On Tuesday, they found out that they were expelled from the Egyptian actors’ union, which accused them of treason.

“I found out last night. A friend of mine sent me a scanned copy of the decision. I wasn’t really surprised, to be honest,” Waked, perhaps best known stateside for his roles in 2005′s “Syriana” and 2014′s “Lucy,” told The Washington Post.

Waked said that in May 2018 he was tried in absentia by a military court in Egypt and sentenced to eight years in prison for allegedly insulting the state and publishing fake news.

Waked wasn’t the only one who found the union move predictable.

“I’m not surprised this happened.
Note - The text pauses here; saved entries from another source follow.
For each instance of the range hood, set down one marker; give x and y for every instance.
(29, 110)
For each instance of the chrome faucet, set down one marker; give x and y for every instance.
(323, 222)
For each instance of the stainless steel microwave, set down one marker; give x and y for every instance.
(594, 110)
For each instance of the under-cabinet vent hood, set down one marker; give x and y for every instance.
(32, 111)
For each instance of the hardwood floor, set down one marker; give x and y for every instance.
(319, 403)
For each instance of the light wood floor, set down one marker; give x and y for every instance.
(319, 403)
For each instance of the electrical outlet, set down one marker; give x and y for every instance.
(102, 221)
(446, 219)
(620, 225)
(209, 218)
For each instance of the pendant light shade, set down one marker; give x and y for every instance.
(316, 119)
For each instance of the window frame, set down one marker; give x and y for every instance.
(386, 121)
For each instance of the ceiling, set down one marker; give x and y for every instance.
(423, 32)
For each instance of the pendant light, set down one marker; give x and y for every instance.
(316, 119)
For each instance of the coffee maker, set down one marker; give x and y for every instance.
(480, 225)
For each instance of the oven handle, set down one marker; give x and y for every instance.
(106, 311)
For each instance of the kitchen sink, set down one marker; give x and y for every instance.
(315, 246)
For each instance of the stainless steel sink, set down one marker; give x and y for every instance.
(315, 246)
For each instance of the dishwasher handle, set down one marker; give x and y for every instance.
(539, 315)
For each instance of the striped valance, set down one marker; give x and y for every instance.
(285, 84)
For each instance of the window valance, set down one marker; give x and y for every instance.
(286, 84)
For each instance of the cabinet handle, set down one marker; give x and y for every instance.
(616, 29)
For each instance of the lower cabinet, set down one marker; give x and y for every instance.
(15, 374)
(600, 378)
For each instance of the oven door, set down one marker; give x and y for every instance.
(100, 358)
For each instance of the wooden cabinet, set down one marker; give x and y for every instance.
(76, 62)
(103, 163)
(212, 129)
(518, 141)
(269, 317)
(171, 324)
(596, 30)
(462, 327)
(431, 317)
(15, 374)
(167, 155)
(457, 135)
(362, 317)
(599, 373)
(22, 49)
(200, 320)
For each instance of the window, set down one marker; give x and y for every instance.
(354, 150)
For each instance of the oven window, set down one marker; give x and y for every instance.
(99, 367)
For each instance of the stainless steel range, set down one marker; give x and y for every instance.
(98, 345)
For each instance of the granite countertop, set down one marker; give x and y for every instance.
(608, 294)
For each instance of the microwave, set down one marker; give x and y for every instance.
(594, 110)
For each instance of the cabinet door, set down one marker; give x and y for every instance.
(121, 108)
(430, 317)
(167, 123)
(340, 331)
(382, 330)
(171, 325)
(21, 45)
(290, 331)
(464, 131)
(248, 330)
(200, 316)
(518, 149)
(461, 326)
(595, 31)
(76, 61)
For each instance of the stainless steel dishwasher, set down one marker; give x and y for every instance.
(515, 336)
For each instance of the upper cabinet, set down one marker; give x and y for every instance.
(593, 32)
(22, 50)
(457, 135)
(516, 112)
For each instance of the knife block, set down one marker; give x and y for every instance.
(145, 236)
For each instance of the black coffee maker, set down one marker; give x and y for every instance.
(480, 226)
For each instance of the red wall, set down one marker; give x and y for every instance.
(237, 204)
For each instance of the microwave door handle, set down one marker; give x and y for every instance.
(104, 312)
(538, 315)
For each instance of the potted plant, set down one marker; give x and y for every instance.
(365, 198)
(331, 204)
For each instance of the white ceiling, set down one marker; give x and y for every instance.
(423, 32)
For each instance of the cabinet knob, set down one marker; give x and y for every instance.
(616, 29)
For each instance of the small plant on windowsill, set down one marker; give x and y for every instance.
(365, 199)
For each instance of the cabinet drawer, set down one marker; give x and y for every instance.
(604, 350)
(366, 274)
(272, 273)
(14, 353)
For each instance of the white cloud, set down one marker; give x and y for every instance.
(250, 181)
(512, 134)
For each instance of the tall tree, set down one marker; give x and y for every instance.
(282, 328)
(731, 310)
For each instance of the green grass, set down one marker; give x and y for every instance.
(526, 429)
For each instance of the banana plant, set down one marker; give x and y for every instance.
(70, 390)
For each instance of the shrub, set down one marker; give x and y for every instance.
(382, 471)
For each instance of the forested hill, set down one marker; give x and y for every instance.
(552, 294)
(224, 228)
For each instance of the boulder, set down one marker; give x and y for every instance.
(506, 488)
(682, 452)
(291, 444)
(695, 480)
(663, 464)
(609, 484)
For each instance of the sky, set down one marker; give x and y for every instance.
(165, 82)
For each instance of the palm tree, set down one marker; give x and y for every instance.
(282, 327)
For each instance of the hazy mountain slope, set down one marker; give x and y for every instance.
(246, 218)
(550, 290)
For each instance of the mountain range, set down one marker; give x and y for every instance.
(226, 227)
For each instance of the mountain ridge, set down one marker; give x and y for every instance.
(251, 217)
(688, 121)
In fact, I think I’d be surprised if it didn’t happen,” said Shadi Hamid, a senior fellow in the Project on U.S. Relations with the Islamic World at the Brookings Institution.

Both Waked and Naga, who are based abroad, have appeared in a variety of Egyptian and foreign film and television productions. The union decision denies them the right to work as actors in Egypt. Waked said that, given what’s facing him in his homeland, “if I go back to Egypt, I won’t even have time to act. I don’t know what they’re trying to prove.” He added that the union is not supposed to immediately cancel memberships but rather inform members first that there is an investigation against them.
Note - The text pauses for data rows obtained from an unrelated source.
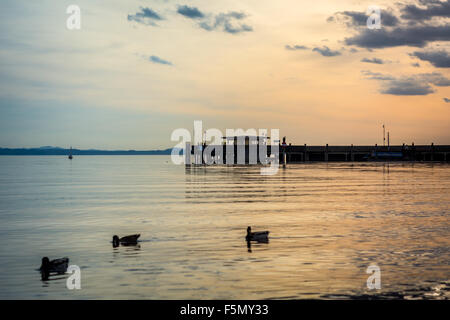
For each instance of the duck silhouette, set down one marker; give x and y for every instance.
(127, 240)
(260, 236)
(58, 266)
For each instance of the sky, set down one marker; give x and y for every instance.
(137, 70)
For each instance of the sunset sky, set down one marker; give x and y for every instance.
(137, 70)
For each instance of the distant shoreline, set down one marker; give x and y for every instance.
(54, 151)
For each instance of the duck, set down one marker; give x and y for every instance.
(58, 266)
(127, 240)
(260, 236)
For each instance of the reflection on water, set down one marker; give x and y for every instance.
(327, 223)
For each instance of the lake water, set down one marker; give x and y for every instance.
(327, 223)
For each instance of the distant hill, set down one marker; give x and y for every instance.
(56, 151)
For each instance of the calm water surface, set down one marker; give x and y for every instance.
(328, 223)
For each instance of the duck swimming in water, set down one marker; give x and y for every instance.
(260, 236)
(127, 240)
(58, 266)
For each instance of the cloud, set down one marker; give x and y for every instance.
(296, 47)
(190, 12)
(376, 75)
(432, 9)
(158, 60)
(228, 22)
(407, 87)
(439, 58)
(358, 19)
(373, 60)
(415, 25)
(326, 52)
(435, 78)
(145, 16)
(415, 85)
(417, 36)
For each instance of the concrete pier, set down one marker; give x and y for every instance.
(351, 153)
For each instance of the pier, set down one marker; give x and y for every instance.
(350, 153)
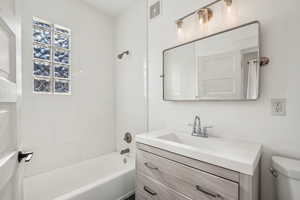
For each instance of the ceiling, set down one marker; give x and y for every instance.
(110, 7)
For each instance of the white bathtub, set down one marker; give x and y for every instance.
(104, 178)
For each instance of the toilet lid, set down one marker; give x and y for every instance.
(287, 167)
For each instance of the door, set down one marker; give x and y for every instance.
(10, 93)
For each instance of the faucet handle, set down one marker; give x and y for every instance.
(205, 132)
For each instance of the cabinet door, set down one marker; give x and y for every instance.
(149, 189)
(191, 182)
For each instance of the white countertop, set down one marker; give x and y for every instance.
(235, 155)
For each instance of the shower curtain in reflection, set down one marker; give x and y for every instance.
(253, 76)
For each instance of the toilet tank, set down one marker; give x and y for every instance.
(287, 173)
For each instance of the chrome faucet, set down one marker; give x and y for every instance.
(197, 130)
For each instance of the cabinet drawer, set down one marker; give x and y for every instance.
(191, 182)
(149, 189)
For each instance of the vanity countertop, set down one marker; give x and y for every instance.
(235, 155)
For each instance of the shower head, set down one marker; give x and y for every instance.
(121, 55)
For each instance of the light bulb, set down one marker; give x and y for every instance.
(229, 9)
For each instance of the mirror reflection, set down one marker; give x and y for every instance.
(224, 66)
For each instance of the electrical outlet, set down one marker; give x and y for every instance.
(155, 9)
(278, 107)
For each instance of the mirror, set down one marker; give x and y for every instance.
(222, 66)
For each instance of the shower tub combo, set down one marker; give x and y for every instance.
(108, 177)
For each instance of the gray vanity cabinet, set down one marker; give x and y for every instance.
(162, 175)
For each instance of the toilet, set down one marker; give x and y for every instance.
(287, 174)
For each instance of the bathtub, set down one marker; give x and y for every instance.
(104, 178)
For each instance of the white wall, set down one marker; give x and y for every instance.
(130, 72)
(250, 121)
(62, 130)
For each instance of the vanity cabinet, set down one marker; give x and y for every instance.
(162, 175)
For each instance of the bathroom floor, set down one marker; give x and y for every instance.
(131, 198)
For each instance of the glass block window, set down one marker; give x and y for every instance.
(51, 58)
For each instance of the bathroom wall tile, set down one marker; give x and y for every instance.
(41, 68)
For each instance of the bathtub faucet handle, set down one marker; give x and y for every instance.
(125, 151)
(128, 138)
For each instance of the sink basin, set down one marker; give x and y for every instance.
(235, 155)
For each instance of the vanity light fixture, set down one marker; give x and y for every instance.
(179, 24)
(204, 14)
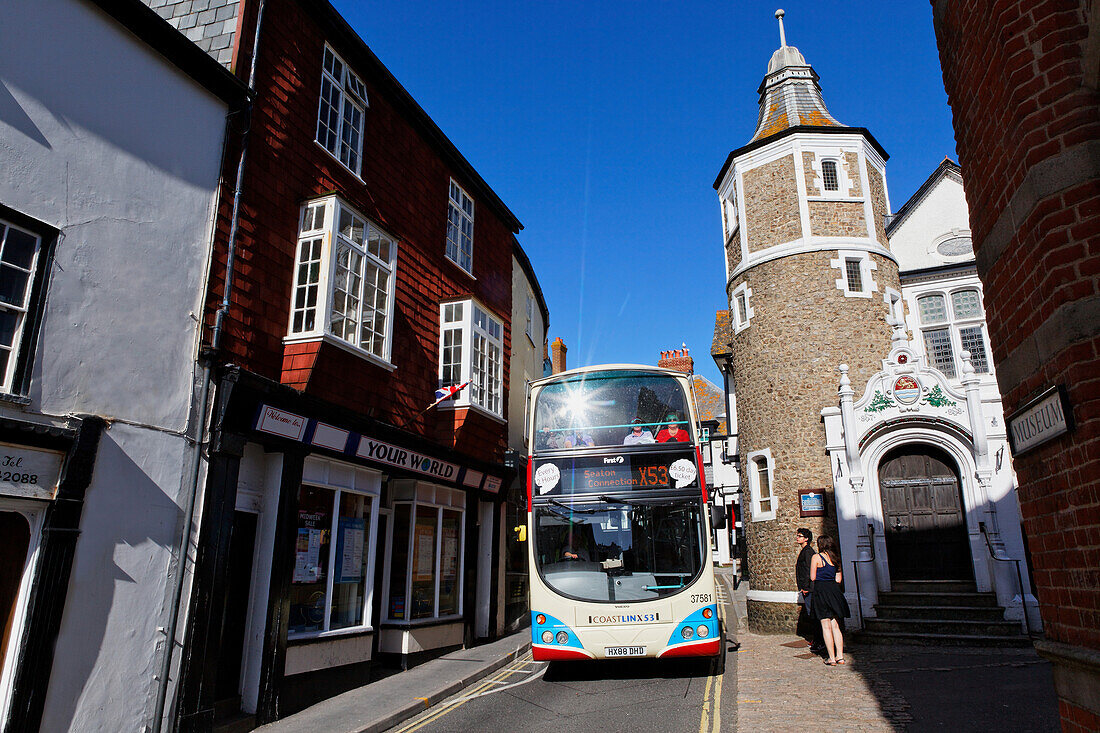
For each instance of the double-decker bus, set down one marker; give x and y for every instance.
(618, 522)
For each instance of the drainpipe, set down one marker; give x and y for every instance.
(193, 483)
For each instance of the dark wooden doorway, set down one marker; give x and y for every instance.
(925, 525)
(14, 543)
(241, 549)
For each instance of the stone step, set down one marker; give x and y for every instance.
(933, 612)
(900, 598)
(938, 639)
(935, 586)
(944, 626)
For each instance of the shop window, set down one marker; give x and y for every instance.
(331, 581)
(427, 553)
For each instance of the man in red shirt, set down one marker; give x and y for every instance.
(672, 431)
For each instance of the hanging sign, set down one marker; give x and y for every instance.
(29, 472)
(1042, 419)
(811, 502)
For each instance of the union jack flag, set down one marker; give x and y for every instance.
(447, 393)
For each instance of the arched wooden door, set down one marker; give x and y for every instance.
(925, 525)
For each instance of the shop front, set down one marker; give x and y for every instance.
(354, 548)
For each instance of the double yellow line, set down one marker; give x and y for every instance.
(469, 695)
(711, 721)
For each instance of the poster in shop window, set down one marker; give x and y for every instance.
(350, 551)
(307, 567)
(450, 560)
(425, 553)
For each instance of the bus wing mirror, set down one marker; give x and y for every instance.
(717, 517)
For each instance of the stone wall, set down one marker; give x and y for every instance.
(837, 219)
(784, 365)
(771, 205)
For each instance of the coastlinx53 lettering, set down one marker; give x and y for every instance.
(626, 619)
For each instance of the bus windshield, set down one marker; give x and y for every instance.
(619, 549)
(615, 407)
“They’re really not doing their job at all. They’re not abiding by any rules and regulations. It’s become a farce, really,” Waked said.

But that depends on what the unions see as their job. “It’s not a new thing for unions and syndicates in Egypt to see themselves as an extension of the state rather than protection from the state,” said Jon Alterman, director of the Middle East Program at the Center for Strategic and International Studies.
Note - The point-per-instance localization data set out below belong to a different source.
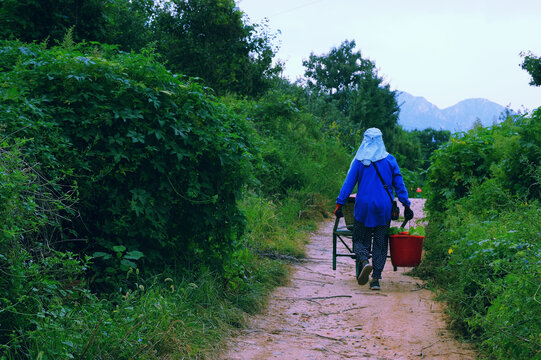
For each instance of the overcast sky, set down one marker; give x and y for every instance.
(445, 51)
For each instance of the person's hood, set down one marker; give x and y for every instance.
(372, 148)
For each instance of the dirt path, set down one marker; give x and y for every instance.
(325, 314)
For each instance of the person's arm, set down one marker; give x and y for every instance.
(349, 183)
(398, 185)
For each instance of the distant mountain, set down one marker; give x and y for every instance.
(418, 113)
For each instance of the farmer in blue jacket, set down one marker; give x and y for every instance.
(373, 205)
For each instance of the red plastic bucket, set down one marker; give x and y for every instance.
(406, 249)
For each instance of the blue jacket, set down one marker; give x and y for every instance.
(372, 204)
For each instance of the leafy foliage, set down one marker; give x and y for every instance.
(210, 40)
(483, 229)
(157, 162)
(532, 64)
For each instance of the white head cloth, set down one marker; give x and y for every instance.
(372, 148)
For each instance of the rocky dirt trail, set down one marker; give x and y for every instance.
(325, 314)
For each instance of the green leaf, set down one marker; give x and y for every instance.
(119, 248)
(99, 254)
(133, 255)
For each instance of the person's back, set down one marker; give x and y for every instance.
(373, 203)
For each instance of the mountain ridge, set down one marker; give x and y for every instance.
(416, 112)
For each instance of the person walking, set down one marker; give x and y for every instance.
(372, 210)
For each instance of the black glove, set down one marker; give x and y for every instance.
(408, 213)
(338, 211)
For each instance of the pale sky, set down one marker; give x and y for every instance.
(445, 51)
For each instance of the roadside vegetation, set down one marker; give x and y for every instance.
(482, 248)
(153, 192)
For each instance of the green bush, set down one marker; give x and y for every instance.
(482, 245)
(158, 163)
(36, 280)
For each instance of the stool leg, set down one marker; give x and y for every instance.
(334, 251)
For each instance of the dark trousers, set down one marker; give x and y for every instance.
(375, 239)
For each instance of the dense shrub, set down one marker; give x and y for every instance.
(36, 280)
(158, 163)
(482, 245)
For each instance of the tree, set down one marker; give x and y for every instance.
(209, 39)
(344, 78)
(339, 71)
(129, 23)
(532, 64)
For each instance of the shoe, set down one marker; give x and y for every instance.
(364, 273)
(374, 284)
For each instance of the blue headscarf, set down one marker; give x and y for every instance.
(372, 148)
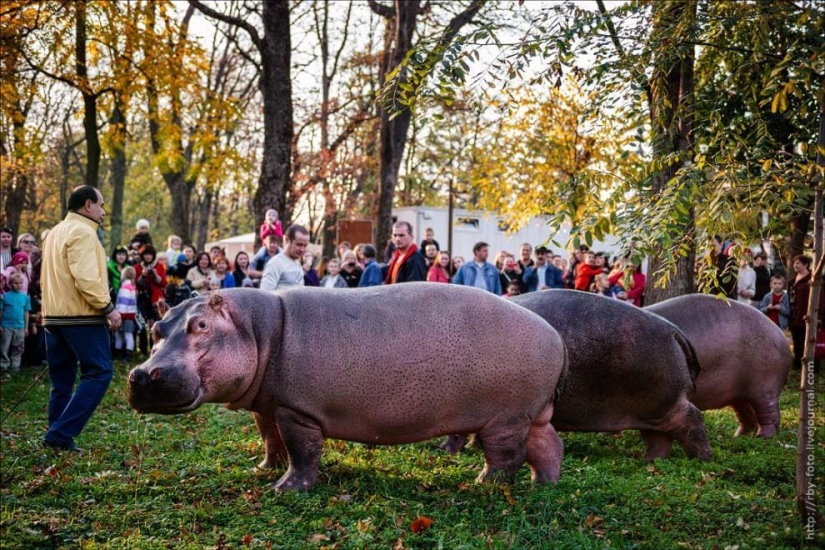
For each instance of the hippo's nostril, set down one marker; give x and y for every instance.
(137, 376)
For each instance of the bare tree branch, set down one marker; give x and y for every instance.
(381, 9)
(237, 21)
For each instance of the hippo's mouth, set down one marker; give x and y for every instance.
(166, 408)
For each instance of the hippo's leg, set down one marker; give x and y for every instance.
(276, 454)
(746, 417)
(504, 453)
(453, 444)
(687, 427)
(304, 442)
(545, 451)
(657, 444)
(767, 414)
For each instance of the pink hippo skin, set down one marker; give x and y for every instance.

Some say the union’s move reflects the increasingly oppressive climate engendered by the Sissi government. “It’s somewhat remarkable that the Sissi regime still finds ways to be even more repressive than it was before,” Hamid said.

“The reaction by the authorities is exactly what one would imagine it to be at this current juncture,” said Michael Hanna, a senior fellow at the Century Foundation focused on U.S. foreign policy in the Middle East and South Asia.

Hamid said that one of the lessons for leaders in the wake of the tumultuous Arab Spring, the wave of anti-government revolts and protests in the Middle East that began in late 2010, was that extreme repression can work, at least in the short term. “Sissi isn’t necessarily thinking about the long term. He’s thinking about the here and now. . . . It has worked at least for the last few years,” Hamid said.“At core, I think the Egyptian government isn’t sure what led to the events of 2011 and, therefore, isn’t sure exactly how to prevent a repeat of 2011. Their instinct is to clamp down more on criticism in the hopes of nipping opposition movements in the bud,” Alterman said, referring to the Arab Spring protests in Egypt that brought down longtime autocrat Hosni Mubarak in 2011.

“There are people of varying degrees of prominence with varying degrees of bravery who are critical of the direction that the Egyptian government is taking,” Alterman said, adding, “The government has quite intentionally created a chill. “

Hanna echoed that assessment, saying, “There is no organized opposition sentiment left in the country. All of that has been destroyed. The kind of organizational accomplishments and developments that happened before 2011 and post have been almost completely destroyed. There’s not much left. To the extent there is public discourse, there is a pro-regime public discourse.”

Waked, who is based in Barcelona, said that, if anything, the decision is a reminder that he’s one of the lucky ones.

“I am outside. I’m not really apprehended or anything like that,” he said. “Imagine everyone in Egypt today. Imagine everyone else; imagine everyone who doesn’t have my profile, . . . which is the extreme majority. How are they going about their lives?”